Just have to mention a not so funny then, but now funny event that happened to us this weekend. Jay and I both shared the experience of my first all-out hormonal pregnancy-induced fit of rage.... Jay pulled the short straw.
Since Jay had the odd day off during his usual weekend to work (weekends we don't have CJ), we decided to have "date night". We ended up meeting my sister and her beau at a local restaurant for dinner and a few drinks (for the non-pregnant folks). We then decided to hit the 10:00 show at the comedy club. 10:00 is pushing it for me. I don't think I've been up later than 10:00 more than 3 times since I found out I was pregnant, but I was doing pretty good.
Close to the end of the show I was MISERABLE. I had to pee so bad I could taste it, but since we were in the front row I was trying to avoid the attention of getting up. To make matters worse, my husband has the most obnoxious laugh sometimes (sorry hun!). The comedians immediately picked up on the laugh bringing unwanted attention to our table.

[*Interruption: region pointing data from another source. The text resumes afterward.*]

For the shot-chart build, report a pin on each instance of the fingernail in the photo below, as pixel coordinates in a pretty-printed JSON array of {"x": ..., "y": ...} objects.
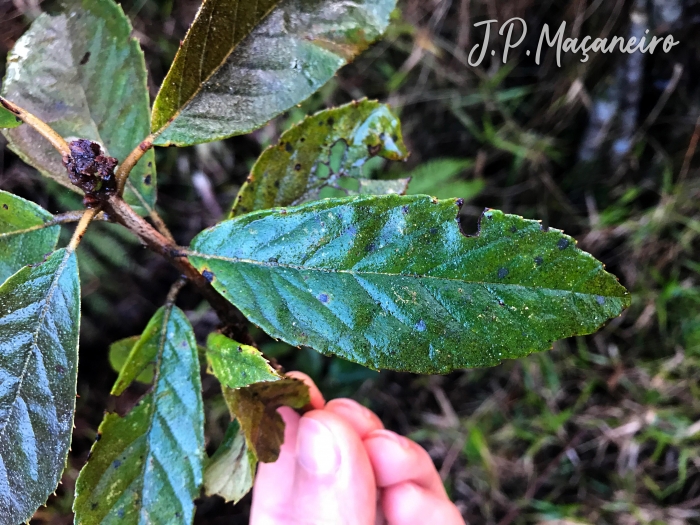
[
  {"x": 317, "y": 450},
  {"x": 392, "y": 436}
]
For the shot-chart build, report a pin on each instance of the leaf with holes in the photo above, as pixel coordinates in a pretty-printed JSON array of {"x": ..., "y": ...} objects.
[
  {"x": 231, "y": 470},
  {"x": 26, "y": 233},
  {"x": 243, "y": 63},
  {"x": 40, "y": 309},
  {"x": 147, "y": 465},
  {"x": 81, "y": 72},
  {"x": 315, "y": 153},
  {"x": 255, "y": 407},
  {"x": 392, "y": 282}
]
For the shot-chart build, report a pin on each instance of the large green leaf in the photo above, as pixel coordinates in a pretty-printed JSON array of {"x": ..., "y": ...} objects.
[
  {"x": 147, "y": 466},
  {"x": 238, "y": 68},
  {"x": 392, "y": 282},
  {"x": 301, "y": 163},
  {"x": 26, "y": 234},
  {"x": 40, "y": 308},
  {"x": 230, "y": 471},
  {"x": 82, "y": 73}
]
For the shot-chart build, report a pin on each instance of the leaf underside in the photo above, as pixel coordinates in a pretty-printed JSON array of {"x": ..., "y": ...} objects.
[
  {"x": 391, "y": 282},
  {"x": 147, "y": 466},
  {"x": 82, "y": 73},
  {"x": 287, "y": 57},
  {"x": 38, "y": 370},
  {"x": 230, "y": 471},
  {"x": 289, "y": 172},
  {"x": 24, "y": 236}
]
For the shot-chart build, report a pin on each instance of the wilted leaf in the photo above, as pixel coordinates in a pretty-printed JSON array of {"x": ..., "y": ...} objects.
[
  {"x": 439, "y": 178},
  {"x": 147, "y": 466},
  {"x": 26, "y": 234},
  {"x": 119, "y": 355},
  {"x": 255, "y": 407},
  {"x": 231, "y": 470},
  {"x": 82, "y": 73},
  {"x": 238, "y": 68},
  {"x": 40, "y": 308},
  {"x": 8, "y": 119},
  {"x": 237, "y": 365},
  {"x": 301, "y": 164},
  {"x": 391, "y": 282}
]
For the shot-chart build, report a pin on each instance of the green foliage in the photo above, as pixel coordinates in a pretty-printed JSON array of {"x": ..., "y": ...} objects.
[
  {"x": 38, "y": 366},
  {"x": 391, "y": 282},
  {"x": 81, "y": 72},
  {"x": 230, "y": 471},
  {"x": 244, "y": 82},
  {"x": 301, "y": 164},
  {"x": 148, "y": 464},
  {"x": 25, "y": 233}
]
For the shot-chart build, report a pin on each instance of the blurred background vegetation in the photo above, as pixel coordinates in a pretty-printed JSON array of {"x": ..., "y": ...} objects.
[{"x": 602, "y": 429}]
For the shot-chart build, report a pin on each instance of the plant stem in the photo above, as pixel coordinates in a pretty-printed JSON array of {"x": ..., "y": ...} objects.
[
  {"x": 82, "y": 226},
  {"x": 130, "y": 161},
  {"x": 230, "y": 316},
  {"x": 39, "y": 125}
]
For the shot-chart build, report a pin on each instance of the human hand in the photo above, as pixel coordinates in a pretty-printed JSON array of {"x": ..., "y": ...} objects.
[{"x": 339, "y": 466}]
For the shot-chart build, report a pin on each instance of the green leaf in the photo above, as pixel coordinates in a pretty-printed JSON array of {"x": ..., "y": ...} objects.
[
  {"x": 255, "y": 407},
  {"x": 26, "y": 233},
  {"x": 147, "y": 466},
  {"x": 8, "y": 119},
  {"x": 238, "y": 68},
  {"x": 237, "y": 365},
  {"x": 40, "y": 308},
  {"x": 439, "y": 178},
  {"x": 82, "y": 73},
  {"x": 392, "y": 282},
  {"x": 302, "y": 162},
  {"x": 119, "y": 355},
  {"x": 231, "y": 470}
]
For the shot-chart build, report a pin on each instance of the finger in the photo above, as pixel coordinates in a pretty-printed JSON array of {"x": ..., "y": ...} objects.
[
  {"x": 410, "y": 504},
  {"x": 396, "y": 459},
  {"x": 317, "y": 400},
  {"x": 274, "y": 482},
  {"x": 360, "y": 418},
  {"x": 334, "y": 480}
]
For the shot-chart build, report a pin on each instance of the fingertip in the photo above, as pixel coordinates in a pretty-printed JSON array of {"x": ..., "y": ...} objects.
[
  {"x": 362, "y": 419},
  {"x": 316, "y": 398}
]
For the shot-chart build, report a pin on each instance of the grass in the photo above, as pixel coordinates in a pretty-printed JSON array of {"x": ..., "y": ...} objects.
[{"x": 603, "y": 429}]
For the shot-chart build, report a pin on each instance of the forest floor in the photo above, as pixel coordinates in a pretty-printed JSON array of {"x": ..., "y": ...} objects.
[{"x": 603, "y": 429}]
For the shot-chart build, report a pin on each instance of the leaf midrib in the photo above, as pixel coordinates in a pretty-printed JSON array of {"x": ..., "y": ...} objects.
[
  {"x": 35, "y": 336},
  {"x": 253, "y": 262}
]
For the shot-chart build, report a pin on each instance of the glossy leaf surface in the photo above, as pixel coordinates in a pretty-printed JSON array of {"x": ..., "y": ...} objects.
[
  {"x": 147, "y": 466},
  {"x": 255, "y": 407},
  {"x": 25, "y": 233},
  {"x": 40, "y": 309},
  {"x": 287, "y": 57},
  {"x": 237, "y": 365},
  {"x": 82, "y": 73},
  {"x": 301, "y": 163},
  {"x": 392, "y": 282},
  {"x": 231, "y": 470}
]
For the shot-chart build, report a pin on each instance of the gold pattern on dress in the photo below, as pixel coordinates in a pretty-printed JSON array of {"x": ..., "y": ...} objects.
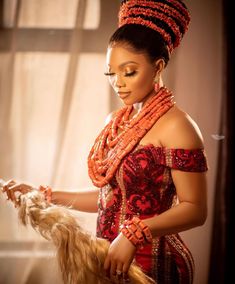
[
  {"x": 168, "y": 157},
  {"x": 119, "y": 177},
  {"x": 155, "y": 248},
  {"x": 186, "y": 255},
  {"x": 106, "y": 193}
]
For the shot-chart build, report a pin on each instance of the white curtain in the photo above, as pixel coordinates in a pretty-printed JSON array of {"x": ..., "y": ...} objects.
[{"x": 54, "y": 103}]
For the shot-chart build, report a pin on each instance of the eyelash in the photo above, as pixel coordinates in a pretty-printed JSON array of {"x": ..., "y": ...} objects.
[{"x": 126, "y": 75}]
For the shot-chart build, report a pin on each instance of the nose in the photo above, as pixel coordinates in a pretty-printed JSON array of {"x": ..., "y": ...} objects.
[{"x": 119, "y": 82}]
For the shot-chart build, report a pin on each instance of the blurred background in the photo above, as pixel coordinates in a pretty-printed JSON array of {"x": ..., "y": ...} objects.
[{"x": 54, "y": 100}]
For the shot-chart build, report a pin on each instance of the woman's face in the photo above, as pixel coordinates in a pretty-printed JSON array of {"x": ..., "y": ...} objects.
[{"x": 130, "y": 74}]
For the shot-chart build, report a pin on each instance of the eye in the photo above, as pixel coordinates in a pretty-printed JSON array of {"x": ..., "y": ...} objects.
[
  {"x": 129, "y": 74},
  {"x": 109, "y": 74}
]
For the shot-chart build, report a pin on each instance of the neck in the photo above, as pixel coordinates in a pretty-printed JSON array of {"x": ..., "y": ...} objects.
[{"x": 138, "y": 106}]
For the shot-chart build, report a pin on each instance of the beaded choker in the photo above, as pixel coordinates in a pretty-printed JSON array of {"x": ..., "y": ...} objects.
[{"x": 121, "y": 135}]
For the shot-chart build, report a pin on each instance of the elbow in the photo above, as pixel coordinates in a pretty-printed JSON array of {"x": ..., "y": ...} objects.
[{"x": 201, "y": 217}]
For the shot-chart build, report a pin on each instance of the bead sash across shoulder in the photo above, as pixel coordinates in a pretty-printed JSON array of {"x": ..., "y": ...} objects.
[{"x": 112, "y": 145}]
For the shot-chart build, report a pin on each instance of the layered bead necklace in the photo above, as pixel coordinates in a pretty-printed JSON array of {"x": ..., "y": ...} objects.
[{"x": 122, "y": 134}]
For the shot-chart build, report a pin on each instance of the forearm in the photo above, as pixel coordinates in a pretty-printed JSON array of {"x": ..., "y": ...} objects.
[
  {"x": 180, "y": 218},
  {"x": 85, "y": 201}
]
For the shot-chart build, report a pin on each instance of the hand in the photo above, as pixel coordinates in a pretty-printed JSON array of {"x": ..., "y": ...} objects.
[
  {"x": 13, "y": 189},
  {"x": 120, "y": 256}
]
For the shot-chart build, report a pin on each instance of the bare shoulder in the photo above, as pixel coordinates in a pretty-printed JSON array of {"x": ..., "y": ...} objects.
[{"x": 179, "y": 130}]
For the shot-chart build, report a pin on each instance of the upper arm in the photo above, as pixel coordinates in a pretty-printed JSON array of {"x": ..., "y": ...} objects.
[
  {"x": 191, "y": 187},
  {"x": 182, "y": 132}
]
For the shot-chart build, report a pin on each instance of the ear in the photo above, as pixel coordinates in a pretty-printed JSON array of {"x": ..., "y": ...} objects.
[{"x": 160, "y": 65}]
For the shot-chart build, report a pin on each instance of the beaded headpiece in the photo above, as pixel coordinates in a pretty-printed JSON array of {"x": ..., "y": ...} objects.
[{"x": 170, "y": 18}]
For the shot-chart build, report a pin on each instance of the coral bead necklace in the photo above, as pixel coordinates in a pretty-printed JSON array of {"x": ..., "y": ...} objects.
[{"x": 122, "y": 134}]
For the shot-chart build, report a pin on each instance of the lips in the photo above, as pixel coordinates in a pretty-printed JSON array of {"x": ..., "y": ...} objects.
[{"x": 123, "y": 95}]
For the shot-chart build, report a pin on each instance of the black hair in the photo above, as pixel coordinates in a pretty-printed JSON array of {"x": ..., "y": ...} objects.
[{"x": 142, "y": 40}]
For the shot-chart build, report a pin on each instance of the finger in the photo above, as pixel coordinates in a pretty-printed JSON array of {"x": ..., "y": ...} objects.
[
  {"x": 12, "y": 196},
  {"x": 119, "y": 270},
  {"x": 125, "y": 270},
  {"x": 107, "y": 266},
  {"x": 113, "y": 268},
  {"x": 7, "y": 184}
]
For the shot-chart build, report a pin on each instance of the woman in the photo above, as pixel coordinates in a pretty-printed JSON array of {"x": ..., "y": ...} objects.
[{"x": 148, "y": 163}]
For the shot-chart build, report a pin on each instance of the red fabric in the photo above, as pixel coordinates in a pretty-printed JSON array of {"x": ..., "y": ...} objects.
[{"x": 143, "y": 187}]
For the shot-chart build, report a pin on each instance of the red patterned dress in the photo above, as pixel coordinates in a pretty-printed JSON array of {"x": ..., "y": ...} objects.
[{"x": 143, "y": 187}]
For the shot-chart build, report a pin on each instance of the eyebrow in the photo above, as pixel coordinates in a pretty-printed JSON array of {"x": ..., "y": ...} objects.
[{"x": 125, "y": 63}]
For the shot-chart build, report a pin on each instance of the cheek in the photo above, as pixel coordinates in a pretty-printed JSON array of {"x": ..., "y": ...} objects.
[{"x": 143, "y": 82}]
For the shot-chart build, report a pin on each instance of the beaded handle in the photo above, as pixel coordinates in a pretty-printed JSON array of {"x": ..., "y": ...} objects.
[{"x": 47, "y": 191}]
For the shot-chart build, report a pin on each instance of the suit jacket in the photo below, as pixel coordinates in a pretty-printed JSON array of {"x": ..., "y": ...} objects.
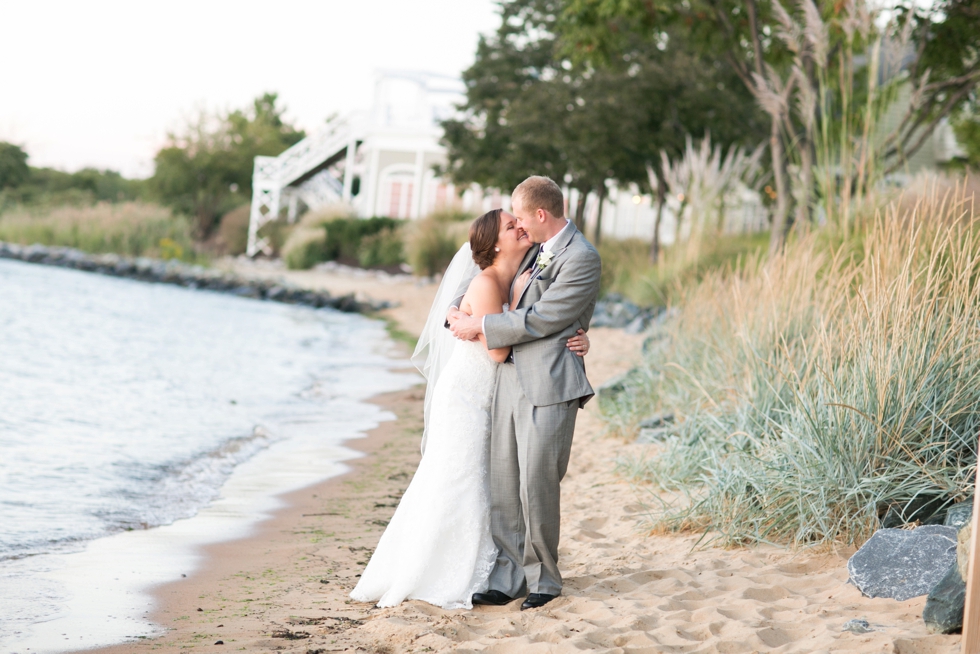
[{"x": 557, "y": 302}]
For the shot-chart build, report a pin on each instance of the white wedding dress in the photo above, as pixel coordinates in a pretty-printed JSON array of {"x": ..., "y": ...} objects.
[{"x": 437, "y": 547}]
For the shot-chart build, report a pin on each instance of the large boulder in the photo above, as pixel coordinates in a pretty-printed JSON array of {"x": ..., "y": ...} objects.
[
  {"x": 903, "y": 563},
  {"x": 943, "y": 613},
  {"x": 959, "y": 514}
]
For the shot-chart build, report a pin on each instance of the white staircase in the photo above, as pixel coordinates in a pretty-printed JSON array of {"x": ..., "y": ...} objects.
[{"x": 300, "y": 173}]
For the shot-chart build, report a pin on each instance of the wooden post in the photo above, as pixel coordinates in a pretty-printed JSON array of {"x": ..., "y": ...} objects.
[{"x": 971, "y": 613}]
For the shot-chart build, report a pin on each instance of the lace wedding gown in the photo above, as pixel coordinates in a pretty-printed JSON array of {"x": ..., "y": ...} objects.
[{"x": 437, "y": 547}]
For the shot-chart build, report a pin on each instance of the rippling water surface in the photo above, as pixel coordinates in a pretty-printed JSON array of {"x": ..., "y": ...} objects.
[{"x": 126, "y": 405}]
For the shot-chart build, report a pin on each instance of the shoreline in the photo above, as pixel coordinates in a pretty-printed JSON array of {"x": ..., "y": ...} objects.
[
  {"x": 189, "y": 276},
  {"x": 627, "y": 590},
  {"x": 241, "y": 588}
]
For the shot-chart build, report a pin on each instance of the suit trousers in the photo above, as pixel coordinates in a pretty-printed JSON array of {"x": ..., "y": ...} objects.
[{"x": 529, "y": 450}]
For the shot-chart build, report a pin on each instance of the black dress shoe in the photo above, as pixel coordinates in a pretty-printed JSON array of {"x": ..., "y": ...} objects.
[
  {"x": 491, "y": 598},
  {"x": 534, "y": 600}
]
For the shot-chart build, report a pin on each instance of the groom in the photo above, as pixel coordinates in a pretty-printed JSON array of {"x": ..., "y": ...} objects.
[{"x": 538, "y": 393}]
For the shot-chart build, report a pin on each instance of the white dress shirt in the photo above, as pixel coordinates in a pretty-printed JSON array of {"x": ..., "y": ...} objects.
[{"x": 545, "y": 247}]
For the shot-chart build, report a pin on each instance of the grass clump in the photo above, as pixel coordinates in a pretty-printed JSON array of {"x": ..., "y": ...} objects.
[
  {"x": 818, "y": 388},
  {"x": 432, "y": 242},
  {"x": 129, "y": 228},
  {"x": 627, "y": 270}
]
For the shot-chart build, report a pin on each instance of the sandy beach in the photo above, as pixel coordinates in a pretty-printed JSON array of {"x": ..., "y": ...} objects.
[{"x": 285, "y": 588}]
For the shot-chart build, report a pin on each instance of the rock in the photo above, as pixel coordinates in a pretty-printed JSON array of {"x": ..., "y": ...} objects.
[
  {"x": 963, "y": 548},
  {"x": 613, "y": 391},
  {"x": 657, "y": 421},
  {"x": 959, "y": 514},
  {"x": 943, "y": 613},
  {"x": 182, "y": 274},
  {"x": 638, "y": 324},
  {"x": 656, "y": 435},
  {"x": 857, "y": 626},
  {"x": 901, "y": 563}
]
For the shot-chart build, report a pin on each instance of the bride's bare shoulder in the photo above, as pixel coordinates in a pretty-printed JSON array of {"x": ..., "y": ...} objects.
[{"x": 482, "y": 289}]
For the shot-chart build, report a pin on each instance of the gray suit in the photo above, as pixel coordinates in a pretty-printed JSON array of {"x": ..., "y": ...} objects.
[{"x": 534, "y": 409}]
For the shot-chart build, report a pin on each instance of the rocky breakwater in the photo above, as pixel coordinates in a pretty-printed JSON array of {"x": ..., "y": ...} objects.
[{"x": 186, "y": 275}]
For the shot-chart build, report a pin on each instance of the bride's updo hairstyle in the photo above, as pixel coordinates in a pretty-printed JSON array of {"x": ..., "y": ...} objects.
[{"x": 483, "y": 238}]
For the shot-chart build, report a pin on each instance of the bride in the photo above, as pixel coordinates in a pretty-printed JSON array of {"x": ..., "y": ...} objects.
[{"x": 437, "y": 547}]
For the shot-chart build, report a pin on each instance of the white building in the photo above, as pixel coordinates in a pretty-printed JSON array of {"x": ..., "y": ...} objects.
[{"x": 379, "y": 161}]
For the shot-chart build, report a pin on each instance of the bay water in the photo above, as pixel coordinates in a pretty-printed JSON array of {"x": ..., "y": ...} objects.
[{"x": 140, "y": 421}]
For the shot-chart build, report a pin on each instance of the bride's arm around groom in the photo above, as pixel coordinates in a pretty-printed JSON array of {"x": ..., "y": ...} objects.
[{"x": 537, "y": 395}]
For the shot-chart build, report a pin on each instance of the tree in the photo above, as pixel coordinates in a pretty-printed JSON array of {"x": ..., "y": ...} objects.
[
  {"x": 531, "y": 110},
  {"x": 13, "y": 165},
  {"x": 206, "y": 169},
  {"x": 737, "y": 32},
  {"x": 805, "y": 61},
  {"x": 944, "y": 72}
]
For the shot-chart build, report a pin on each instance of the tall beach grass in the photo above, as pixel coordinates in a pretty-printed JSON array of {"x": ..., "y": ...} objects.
[
  {"x": 130, "y": 228},
  {"x": 817, "y": 388}
]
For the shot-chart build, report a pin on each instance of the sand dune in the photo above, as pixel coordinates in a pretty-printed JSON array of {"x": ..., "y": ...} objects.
[{"x": 626, "y": 591}]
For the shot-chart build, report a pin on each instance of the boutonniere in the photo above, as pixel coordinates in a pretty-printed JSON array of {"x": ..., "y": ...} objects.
[{"x": 544, "y": 259}]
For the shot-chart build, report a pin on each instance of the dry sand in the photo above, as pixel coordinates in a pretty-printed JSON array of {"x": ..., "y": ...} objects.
[{"x": 285, "y": 589}]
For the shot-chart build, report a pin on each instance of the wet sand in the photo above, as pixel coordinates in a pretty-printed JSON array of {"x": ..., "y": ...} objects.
[{"x": 627, "y": 591}]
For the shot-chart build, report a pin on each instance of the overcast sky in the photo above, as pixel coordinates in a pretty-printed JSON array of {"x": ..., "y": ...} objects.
[{"x": 99, "y": 83}]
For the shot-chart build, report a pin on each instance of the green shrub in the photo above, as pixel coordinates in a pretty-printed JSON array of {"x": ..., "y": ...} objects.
[
  {"x": 626, "y": 267},
  {"x": 432, "y": 244},
  {"x": 232, "y": 237},
  {"x": 818, "y": 388},
  {"x": 384, "y": 249},
  {"x": 130, "y": 228},
  {"x": 344, "y": 236}
]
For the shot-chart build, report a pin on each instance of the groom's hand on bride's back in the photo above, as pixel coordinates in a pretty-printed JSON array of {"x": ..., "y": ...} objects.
[
  {"x": 465, "y": 327},
  {"x": 453, "y": 316}
]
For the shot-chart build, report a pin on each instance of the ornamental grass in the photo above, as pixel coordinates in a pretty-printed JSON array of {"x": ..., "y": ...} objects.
[{"x": 817, "y": 388}]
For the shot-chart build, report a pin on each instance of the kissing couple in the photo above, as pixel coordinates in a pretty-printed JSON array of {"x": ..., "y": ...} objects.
[{"x": 479, "y": 523}]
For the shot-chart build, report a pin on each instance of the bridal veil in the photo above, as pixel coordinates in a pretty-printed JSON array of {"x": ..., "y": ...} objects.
[{"x": 436, "y": 343}]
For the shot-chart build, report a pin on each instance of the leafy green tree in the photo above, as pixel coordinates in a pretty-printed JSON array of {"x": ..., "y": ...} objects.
[
  {"x": 750, "y": 38},
  {"x": 531, "y": 110},
  {"x": 14, "y": 170},
  {"x": 967, "y": 130},
  {"x": 944, "y": 72},
  {"x": 206, "y": 170}
]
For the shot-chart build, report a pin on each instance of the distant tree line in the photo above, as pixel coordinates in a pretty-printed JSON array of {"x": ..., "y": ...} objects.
[
  {"x": 203, "y": 171},
  {"x": 593, "y": 90}
]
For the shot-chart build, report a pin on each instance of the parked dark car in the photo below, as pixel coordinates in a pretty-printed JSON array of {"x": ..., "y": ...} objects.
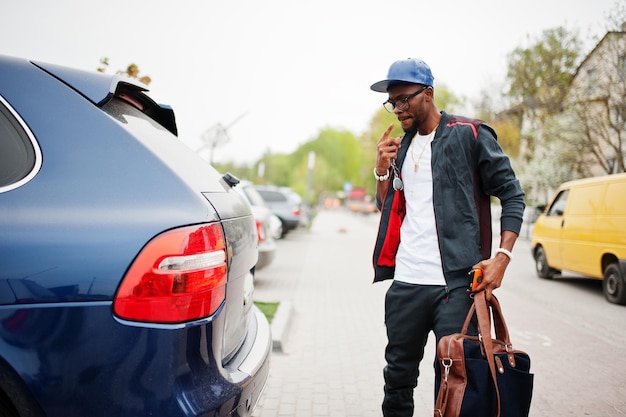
[
  {"x": 126, "y": 267},
  {"x": 286, "y": 204}
]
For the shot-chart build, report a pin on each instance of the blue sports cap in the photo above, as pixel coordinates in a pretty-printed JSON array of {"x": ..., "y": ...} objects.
[{"x": 410, "y": 70}]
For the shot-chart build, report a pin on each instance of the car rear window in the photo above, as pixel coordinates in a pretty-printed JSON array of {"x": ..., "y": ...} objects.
[{"x": 19, "y": 159}]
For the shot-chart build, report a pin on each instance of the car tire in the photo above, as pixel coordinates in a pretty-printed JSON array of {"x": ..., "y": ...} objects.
[
  {"x": 541, "y": 264},
  {"x": 613, "y": 285}
]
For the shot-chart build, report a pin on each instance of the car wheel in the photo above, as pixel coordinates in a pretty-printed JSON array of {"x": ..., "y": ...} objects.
[
  {"x": 541, "y": 264},
  {"x": 613, "y": 285}
]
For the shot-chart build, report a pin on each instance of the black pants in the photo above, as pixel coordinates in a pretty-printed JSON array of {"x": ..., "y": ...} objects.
[{"x": 411, "y": 312}]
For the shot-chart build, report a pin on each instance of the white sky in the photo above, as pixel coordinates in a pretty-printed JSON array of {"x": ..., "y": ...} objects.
[{"x": 283, "y": 70}]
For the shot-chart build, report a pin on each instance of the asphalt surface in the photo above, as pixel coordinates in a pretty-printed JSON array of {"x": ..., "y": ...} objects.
[{"x": 329, "y": 334}]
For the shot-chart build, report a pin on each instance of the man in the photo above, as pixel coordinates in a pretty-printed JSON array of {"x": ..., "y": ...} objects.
[{"x": 433, "y": 188}]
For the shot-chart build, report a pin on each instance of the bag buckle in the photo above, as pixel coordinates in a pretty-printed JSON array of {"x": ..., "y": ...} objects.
[{"x": 447, "y": 364}]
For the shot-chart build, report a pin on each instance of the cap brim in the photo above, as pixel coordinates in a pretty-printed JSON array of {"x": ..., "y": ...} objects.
[{"x": 381, "y": 86}]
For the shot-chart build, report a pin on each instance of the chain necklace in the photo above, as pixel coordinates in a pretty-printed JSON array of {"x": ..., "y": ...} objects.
[{"x": 416, "y": 164}]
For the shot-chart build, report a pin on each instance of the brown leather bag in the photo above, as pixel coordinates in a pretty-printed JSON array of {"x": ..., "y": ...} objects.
[{"x": 480, "y": 376}]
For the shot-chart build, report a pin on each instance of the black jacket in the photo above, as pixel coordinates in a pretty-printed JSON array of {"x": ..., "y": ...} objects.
[{"x": 468, "y": 167}]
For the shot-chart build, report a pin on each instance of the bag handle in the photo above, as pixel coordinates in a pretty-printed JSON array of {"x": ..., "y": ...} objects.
[{"x": 484, "y": 311}]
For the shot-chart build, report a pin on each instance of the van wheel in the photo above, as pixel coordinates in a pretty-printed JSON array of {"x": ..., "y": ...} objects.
[
  {"x": 613, "y": 285},
  {"x": 541, "y": 264}
]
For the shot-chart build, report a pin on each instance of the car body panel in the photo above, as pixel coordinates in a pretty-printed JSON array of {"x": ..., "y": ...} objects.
[
  {"x": 110, "y": 182},
  {"x": 285, "y": 204},
  {"x": 584, "y": 224},
  {"x": 263, "y": 216}
]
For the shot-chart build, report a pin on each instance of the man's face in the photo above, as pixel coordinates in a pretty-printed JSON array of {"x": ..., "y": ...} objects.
[{"x": 409, "y": 106}]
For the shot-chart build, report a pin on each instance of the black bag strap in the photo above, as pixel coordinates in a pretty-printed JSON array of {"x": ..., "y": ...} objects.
[{"x": 484, "y": 311}]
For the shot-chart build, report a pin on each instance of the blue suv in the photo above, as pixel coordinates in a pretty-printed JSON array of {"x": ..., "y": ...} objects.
[{"x": 126, "y": 261}]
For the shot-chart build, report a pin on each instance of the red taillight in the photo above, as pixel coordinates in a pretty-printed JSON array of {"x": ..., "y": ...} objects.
[{"x": 179, "y": 276}]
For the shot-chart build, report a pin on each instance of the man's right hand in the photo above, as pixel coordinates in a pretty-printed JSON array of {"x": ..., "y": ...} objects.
[{"x": 387, "y": 149}]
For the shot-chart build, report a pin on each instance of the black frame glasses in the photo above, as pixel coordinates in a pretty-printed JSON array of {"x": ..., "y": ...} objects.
[{"x": 403, "y": 103}]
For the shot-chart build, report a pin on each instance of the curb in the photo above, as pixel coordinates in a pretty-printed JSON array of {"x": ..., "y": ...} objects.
[{"x": 280, "y": 324}]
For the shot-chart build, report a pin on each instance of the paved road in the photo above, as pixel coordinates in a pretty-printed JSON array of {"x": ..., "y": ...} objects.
[{"x": 332, "y": 353}]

So... lets just say that by the time we left, I was not really in the best of moods. I just wanted to get home and go to bed.
We forgot that we needed necessities - toilet paper and dog food so before we made it home we had to make a stop at the grocery store. Then Jay was hungry so we drove through BK. All I wanted was a large cherry Icee.... and bed.
Frustration was really running high when we got home. Jay was clinking stuff around in the kitchen and making all sorts of noise. I was just trying to relax in the living room and sip my Icee. Then, as Jay slams the kitchen door in his frustrations with ketchup, the door shelves spilled their contents all over the floor. I immediately went in and started chewing him out. At some point, he called me either a spoiled brat or bitch - not sure, but whichever it was it took me over the edge.
The right thing to do, or what I THOUGHT was the right thing to do, was to throw in an overhand motion my cherry Icee all over the kitchen. All over the ceiling, window, sink, counters, stove, floor, inside and outside of the fridge, and all over Jay. Josephine, the white Jack Russell, was even in the line of fire and was hit by its sticky mess. (she now sports pink spots on her back!)
I immediately ran to the bedroom and curled up in the fetal position in tears on my bed. Jay got in the shower and then stormed in the bedroom to snatch up his pillows. Understandably he had decided to sleep on the couch. I decided to in and clean up the mess, but even with that my rage was still smoldering. Jay stormed through the kitchen on his was to take his Icee covered clothes to the washing machine and as he slammed the basement door, I decided it would be a good idea to lock him down there in the basement.
He ventured back upstairs and after mumbling a few choice words after discovering the door was locked, I told him to hold on while I took one more swipe of the mop over the floor so he had a safe area to walk in. That really wasn't the reason for me locking the door, but when I did turn the lock it felt good. :-( Hey.... monkey hormones took over! Sorry!!!
I went to bed. He went to the couch. The next morning I greeted him with apologies and he returned them, although he really had nothing to apologize about. This incident was TOTALLY out of character for me and was all my fault. Later the next day while walking through Lowes, we were able to joke about going to get Icees. I'm sure it will be a story we enjoy telling the little one some day.
WOW! Hormones and sleep deprivation will make you do crazy things! Lesson: Keep cherry Icees away from me if it is past my bed time!!!! My husband is such a wonderful man. I love him SO much. No telling what I would have done would he have pulled a stunt like that on me!!! Thanks babe for putting up with my craziness!! I know you have to put up with enough of that at work!